15 de agosto | TODOS
«Pero tú, Belén Efrata, tan pequeña entre las familias de Judá, de ti ha de salir el que será Señor en Israel; sus orígenes se remontan al inicio de los tiempos, a los días de la eternidad» (Miq. 5: 2).
Nacido en una ciudad cuyo nombre significa «Casa del pan», Jesús es el pan de vida que descendió del cielo a saciar el hambre espiritual de seres sin esperanza que corrían tras los placeres con el fin de llenar el vacío de su desesperado corazón.
En los tiempos del Antiguo Testamento, Belén era conocida como la ciudad natal de David. A pesar de eso, no pasaba de ser una ciudad insignificante, sin hermosura ni relevancia. En verdad era «pequeña para estar entre las familias de Judá». Sin embargo, Dios la eligió para ser el lugar donde nacería el Redentor del mundo.
Refiriéndose a este Mesías, vemos en el versículo de hoy que Miqueas remonta sus orígenes al principio de los tiempos… La realidad es que el Hijo de Dios no nació en Belén. Él nunca nació. Él es el Alfa y el Omega, el Principio y el Fin. Desde el comienzo Jesús ya estaba presente. Jamás hubo un momento en el que no existiera.
Por esta razón, al mirar a la cruz del Calvario y ver al Dios hecho hombre muriendo por la especie pecadora, al verlo resucitado y victorioso sobre la muerte, y al aceptarlo en nuestro corazón, nuestra finita humanidad se hace eternidad en él.

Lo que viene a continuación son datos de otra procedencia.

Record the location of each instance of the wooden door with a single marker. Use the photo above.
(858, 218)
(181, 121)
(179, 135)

Recordamos que no fuimos creados para la muerte sino para la vida, y que la muerte es un elemento intruso en la experiencia humana. Porque nuestro Redentor vive para siempre, de eternidad a eternidad.
Es el Cristo de todos los tiempos, quien, siendo el Príncipe del universo, se hizo un niño indefenso y nació un una insignificante ciudad llamada Belén.
En Acción
Hablamos del Pan de vida, el que vence a la muerte. Cuando piensas en esta, ¿sientes algún temor? ¡Échate en los brazos de Aquel que te amó desde la eternidad, se hizo un niño que nació en Belén, y se entregó por ti!